A rede de restaurantes Red Lobster enfrenta um capítulo decisivo em sua reestruturação após o pedido de falência em 2024. Segundo o processo movido pelo Red Lobster GUC Trust, a empresa teria sido deliberadamente conduzida à insolvência por sua então acionista majoritária, a tailandesa Thai Union Group. A acusação central aponta que a rede foi tratada como um canal de escoamento para produtos da controladora, ignorando a saúde financeira do negócio em prol de lucros imediatos para o fornecedor.
O ponto de ruptura teria sido a promoção "Everyday Endless Shrimp", lançada como item de menu permanente em junho de 2023 por apenas US$ 20. O processo alega que lideranças ligadas à Thai Union ignoraram alertas internos sobre o prejuízo inevitável da oferta, que transformou uma tática histórica de tráfego de clientes em um colapso operacional sem precedentes.
Conflito de interesses e controle operacional
O cerne da acusação reside na interferência direta da Thai Union na governança da Red Lobster. O processo detalha que Paul Kenny, executivo da Thai Union e membro do conselho da rede, teria assumido como CEO interino após a saída forçada do antigo comando. Sob essa gestão, a empresa teria sido obrigada a adquirir volumes massivos de camarão superfaturado da própria Thai Union, enquanto fornecedores concorrentes eram banidos da cadeia de suprimentos.
Essa dinâmica criou um ambiente onde a rentabilidade da operação de restaurantes tornava-se secundária frente à necessidade da Thai Union de manter suas linhas de produção operando em alta escala. A imposição da promoção de camarão ilimitado, mesmo diante da insolvência iminente, é descrita na ação judicial como uma estratégia para extrair o máximo de valor residual da marca antes do colapso inevitável.
O mecanismo do fracasso financeiro
A matemática do "Endless Shrimp" tornou-se um exemplo clássico de falha estratégica no setor de hospitalidade. Mesmo após a empresa elevar o preço da promoção de US$ 20 para US$ 25, o prejuízo não foi mitigado. No quarto trimestre de 2023, a rede reportou uma perda recorde de US$ 12,5 milhões, evidenciando que o custo dos insumos e a operação não sustentavam o modelo de precificação agressivo imposto pela gestão.

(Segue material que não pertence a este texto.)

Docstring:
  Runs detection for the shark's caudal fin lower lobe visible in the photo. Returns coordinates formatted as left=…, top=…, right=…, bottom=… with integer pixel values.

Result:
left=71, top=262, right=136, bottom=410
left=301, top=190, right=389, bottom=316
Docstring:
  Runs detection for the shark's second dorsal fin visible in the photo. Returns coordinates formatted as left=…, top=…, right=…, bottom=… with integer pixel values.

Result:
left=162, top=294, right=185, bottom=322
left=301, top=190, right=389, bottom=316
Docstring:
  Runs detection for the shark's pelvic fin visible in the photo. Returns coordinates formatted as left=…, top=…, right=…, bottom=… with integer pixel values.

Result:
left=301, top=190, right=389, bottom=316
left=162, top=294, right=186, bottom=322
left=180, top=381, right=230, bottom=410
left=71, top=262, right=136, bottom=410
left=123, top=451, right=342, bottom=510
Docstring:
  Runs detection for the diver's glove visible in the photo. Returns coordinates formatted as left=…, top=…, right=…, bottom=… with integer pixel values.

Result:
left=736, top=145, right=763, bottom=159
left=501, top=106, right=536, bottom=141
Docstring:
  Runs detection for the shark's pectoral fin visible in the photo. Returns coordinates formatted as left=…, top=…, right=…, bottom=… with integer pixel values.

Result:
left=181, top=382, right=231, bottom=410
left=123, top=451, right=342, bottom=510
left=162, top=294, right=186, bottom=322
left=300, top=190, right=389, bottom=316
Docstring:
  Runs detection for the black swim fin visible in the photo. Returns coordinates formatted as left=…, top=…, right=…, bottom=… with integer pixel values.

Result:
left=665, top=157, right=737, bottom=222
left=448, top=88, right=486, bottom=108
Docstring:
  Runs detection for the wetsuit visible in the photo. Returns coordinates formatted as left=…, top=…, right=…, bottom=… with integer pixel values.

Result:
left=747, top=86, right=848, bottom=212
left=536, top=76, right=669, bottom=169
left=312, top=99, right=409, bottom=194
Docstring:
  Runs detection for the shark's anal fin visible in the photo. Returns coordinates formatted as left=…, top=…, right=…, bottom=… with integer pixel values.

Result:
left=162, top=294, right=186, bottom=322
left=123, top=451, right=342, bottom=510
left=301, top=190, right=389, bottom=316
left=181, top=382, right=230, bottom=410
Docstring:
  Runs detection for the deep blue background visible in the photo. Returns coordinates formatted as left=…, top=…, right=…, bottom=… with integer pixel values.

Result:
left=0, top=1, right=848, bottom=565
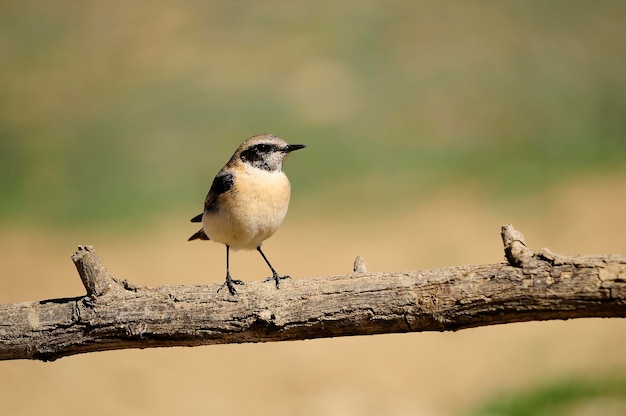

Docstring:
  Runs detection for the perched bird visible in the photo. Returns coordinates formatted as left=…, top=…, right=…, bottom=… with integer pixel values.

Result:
left=188, top=134, right=305, bottom=295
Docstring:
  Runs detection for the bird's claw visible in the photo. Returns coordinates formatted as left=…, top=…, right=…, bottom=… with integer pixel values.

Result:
left=263, top=274, right=291, bottom=289
left=217, top=278, right=244, bottom=295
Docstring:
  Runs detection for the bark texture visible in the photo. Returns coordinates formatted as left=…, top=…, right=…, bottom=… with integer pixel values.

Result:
left=0, top=225, right=626, bottom=361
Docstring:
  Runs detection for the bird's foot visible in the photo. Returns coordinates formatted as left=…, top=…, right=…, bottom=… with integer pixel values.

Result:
left=217, top=276, right=245, bottom=295
left=263, top=273, right=291, bottom=289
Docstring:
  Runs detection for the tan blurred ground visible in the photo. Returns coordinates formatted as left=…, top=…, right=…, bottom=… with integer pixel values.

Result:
left=0, top=176, right=626, bottom=415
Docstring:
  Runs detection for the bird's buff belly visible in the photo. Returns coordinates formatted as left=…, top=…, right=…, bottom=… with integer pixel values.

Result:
left=202, top=197, right=288, bottom=250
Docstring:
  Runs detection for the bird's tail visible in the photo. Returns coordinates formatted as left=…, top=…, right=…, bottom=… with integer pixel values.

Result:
left=187, top=228, right=210, bottom=241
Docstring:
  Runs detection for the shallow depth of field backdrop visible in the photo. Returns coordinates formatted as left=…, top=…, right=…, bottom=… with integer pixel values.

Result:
left=0, top=0, right=626, bottom=415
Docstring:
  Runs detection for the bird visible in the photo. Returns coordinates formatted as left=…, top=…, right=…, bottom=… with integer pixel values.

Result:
left=188, top=134, right=306, bottom=295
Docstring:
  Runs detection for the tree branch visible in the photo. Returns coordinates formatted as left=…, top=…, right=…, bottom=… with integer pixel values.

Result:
left=0, top=225, right=626, bottom=361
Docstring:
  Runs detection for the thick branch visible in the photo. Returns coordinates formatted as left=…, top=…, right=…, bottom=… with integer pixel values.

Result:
left=0, top=226, right=626, bottom=361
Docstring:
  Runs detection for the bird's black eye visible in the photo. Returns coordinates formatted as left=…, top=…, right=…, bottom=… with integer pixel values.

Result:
left=255, top=143, right=272, bottom=153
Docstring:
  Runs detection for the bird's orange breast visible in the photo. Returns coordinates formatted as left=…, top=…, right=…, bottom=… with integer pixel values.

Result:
left=202, top=168, right=291, bottom=250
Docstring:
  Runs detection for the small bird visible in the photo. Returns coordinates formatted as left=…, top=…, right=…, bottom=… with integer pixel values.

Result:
left=188, top=134, right=305, bottom=295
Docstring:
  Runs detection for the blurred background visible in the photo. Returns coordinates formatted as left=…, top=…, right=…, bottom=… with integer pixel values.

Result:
left=0, top=0, right=626, bottom=415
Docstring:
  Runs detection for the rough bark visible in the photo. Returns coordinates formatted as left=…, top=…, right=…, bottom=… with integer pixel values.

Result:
left=0, top=226, right=626, bottom=361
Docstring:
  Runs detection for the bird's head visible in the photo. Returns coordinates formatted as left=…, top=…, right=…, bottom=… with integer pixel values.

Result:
left=231, top=134, right=305, bottom=172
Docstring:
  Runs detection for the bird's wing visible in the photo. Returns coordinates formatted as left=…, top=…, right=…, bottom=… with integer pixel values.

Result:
left=204, top=170, right=235, bottom=212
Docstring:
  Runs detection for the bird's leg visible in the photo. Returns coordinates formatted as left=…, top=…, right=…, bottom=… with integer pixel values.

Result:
left=217, top=246, right=244, bottom=295
left=256, top=246, right=291, bottom=289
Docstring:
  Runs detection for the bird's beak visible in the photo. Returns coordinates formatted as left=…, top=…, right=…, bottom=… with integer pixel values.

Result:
left=284, top=144, right=306, bottom=153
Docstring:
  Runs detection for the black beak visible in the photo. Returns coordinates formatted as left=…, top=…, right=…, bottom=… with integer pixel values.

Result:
left=284, top=144, right=306, bottom=153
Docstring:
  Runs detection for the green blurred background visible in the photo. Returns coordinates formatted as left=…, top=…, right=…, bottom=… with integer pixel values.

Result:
left=0, top=0, right=626, bottom=414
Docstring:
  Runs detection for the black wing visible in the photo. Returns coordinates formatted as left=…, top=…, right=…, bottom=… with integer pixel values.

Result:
left=191, top=171, right=235, bottom=222
left=204, top=171, right=235, bottom=211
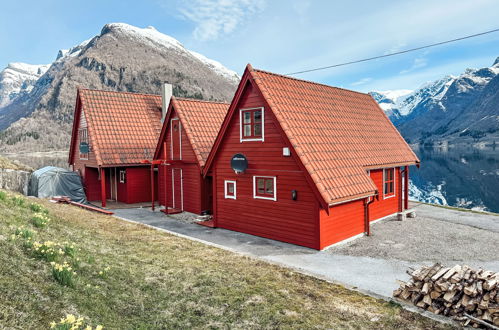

A Thai Union, por sua vez, reportou uma perda de US$ 19 milhões relacionada à Red Lobster nos primeiros nove meses de 2023, antes de encerrar sua participação no início de 2024. A leitura aqui é que o incentivo para a controladora era o volume de vendas de produtos, enquanto o varejista arcava com o custo operacional e o desgaste da marca, gerando uma divergência fatal entre os objetivos do fornecedor e a sustentabilidade do restaurante.
Implicações para o setor de varejo
O caso Red Lobster serve como um alerta sobre os riscos de estruturas de capital onde o acionista majoritário também atua como fornecedor estratégico. Para reguladores e investidores, a situação levanta questões sobre deveres fiduciários em cenários de conflito de interesses. A falência da rede não foi apenas um erro de marketing, mas o resultado de uma governança que priorizou a eficiência da cadeia de suprimentos da controladora em detrimento da viabilidade da operação de ponta.
Para a indústria de foodservice, o episódio reforça a importância da independência na escolha de fornecedores. A capacidade de um restaurante de ajustar seu cardápio e custos de insumos de acordo com a realidade do mercado é fundamental para a sobrevivência em tempos de alta inflação, algo que a rigidez imposta pela Thai Union impediu a Red Lobster de fazer durante o período crítico.
Perspectivas de recuperação da marca
Sob a nova gestão de Damola Adamolekun, o CEO mais jovem da história da empresa, a Red Lobster busca agora uma recuperação baseada na reestruturação da marca. Adamolekun removeu a promoção do menu permanente logo após assumir, sinalizando um retorno à racionalidade financeira. Recentemente, a rede trouxe o "Endless Shrimp" de volta, porém de forma limitada e estratégica.
Resta saber se a marca conseguirá se desvincular do estigma da falência e se a batalha judicial trará algum ressarcimento financeiro significativo para o fundo de liquidação. A estratégia de Adamolekun de ouvir os clientes sem comprometer a margem operacional será o principal teste para a viabilidade de longo prazo da rede. O mercado observa atentamente se essa nova fase conseguirá apagar o legado de má gestão que quase levou uma das maiores redes de frutos do mar do mundo à extinção.